Giuseppe Lisciani, 81 years old, writer and educator of international level, founder of a publishing house and a company of educational toys, died this morning: to give the news is his company that in a note speaks of "an unbridgeable void" left and of "an immense cultural and human heritage to be treasured from now on".
Lisciani, originally from Notaresco (Teramo), had a degree in pedagogy and was a teacher of history, philosophy, psychology and pedagogy. Since the end of the 60s, he has been carrying out pedagogical research, always at the forefront, at the Sapienza University of Rome with Professor Mauro Laeng. The study group is largely responsible for the introduction of programmed education in Italy, an enlightened attempt to support a scientific method in teaching. In the early 1970s he founded the EIT publishing house in which the major names in international pedagogy collaborate. The valuable work carried out earned him, in 1975, the Medal of Educational Merit from the President of the Republic.
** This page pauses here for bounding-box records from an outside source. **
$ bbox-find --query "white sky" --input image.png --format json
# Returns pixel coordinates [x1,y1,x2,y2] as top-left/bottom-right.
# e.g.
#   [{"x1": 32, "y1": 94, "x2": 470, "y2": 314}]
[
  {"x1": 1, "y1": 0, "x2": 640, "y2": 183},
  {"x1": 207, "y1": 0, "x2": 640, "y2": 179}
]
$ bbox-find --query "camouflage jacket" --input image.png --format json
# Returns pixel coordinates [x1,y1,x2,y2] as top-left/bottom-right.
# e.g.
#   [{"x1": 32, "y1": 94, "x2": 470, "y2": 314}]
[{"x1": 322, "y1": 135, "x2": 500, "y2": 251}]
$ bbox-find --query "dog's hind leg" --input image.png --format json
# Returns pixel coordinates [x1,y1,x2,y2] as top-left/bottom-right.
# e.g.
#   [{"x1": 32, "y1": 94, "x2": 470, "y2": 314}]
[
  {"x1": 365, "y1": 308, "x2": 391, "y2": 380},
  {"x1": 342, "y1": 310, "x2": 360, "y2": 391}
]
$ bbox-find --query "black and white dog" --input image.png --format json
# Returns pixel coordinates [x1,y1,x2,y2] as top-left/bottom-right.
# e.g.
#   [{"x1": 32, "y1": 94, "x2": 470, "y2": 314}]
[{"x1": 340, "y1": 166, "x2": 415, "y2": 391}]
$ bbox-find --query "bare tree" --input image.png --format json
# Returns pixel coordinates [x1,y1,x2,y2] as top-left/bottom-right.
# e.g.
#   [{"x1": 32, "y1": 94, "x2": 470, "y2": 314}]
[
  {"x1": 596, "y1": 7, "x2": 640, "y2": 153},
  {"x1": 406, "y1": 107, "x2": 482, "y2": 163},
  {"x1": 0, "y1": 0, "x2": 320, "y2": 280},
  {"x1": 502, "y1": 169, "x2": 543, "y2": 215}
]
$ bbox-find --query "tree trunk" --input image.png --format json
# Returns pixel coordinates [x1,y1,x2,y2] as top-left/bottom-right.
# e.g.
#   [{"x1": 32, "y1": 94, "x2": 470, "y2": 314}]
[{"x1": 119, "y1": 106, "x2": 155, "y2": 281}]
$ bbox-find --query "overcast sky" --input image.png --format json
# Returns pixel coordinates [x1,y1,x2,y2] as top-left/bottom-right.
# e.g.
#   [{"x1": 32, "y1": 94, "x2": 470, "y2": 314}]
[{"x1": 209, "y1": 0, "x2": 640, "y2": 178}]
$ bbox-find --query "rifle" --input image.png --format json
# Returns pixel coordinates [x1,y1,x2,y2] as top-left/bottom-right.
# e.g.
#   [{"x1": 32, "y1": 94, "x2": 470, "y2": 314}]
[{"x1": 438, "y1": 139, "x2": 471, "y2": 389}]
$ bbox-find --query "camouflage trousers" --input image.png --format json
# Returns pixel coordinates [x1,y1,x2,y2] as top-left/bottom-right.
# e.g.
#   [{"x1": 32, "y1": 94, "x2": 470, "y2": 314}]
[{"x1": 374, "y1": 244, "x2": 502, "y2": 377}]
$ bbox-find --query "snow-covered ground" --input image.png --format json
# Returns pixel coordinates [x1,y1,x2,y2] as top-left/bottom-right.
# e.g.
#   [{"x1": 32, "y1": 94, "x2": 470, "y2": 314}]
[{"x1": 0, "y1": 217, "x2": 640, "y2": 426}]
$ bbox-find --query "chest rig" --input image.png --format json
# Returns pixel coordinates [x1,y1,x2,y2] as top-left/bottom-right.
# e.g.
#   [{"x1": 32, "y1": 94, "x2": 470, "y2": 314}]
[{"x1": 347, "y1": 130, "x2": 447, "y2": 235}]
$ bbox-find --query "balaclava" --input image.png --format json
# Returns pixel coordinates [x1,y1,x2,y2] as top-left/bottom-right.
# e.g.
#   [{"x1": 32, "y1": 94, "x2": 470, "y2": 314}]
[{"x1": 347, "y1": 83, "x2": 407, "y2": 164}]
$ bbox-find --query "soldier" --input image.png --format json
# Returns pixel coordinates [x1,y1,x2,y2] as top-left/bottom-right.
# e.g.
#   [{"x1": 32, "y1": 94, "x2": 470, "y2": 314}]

In 1980, on the initiative of Giuseppe Lisciani, the series "C'era non c'era" saw the light: short stories for children narrated by famous Italian writers such as Alberto Moravia, Giulio Andreotti, Cesare Zavattini, Tiziano Sclavi and many other well-known names in the literary scene Italian. During the 1980s, Lisciani worked with the most important scholastic publishers as an editorial manager, also assuming the direction of the magazine 'La Vita Scolastica'. In 1989 he founded the Liscianigiochi company which today represents and preserves the history of the Italian educational game.
"Professor, pedagogist, entrepreneur, publisher and manufacturer of games - concludes the company note - Giuseppe Lisciani was above all a man, a great man, always on the side of children".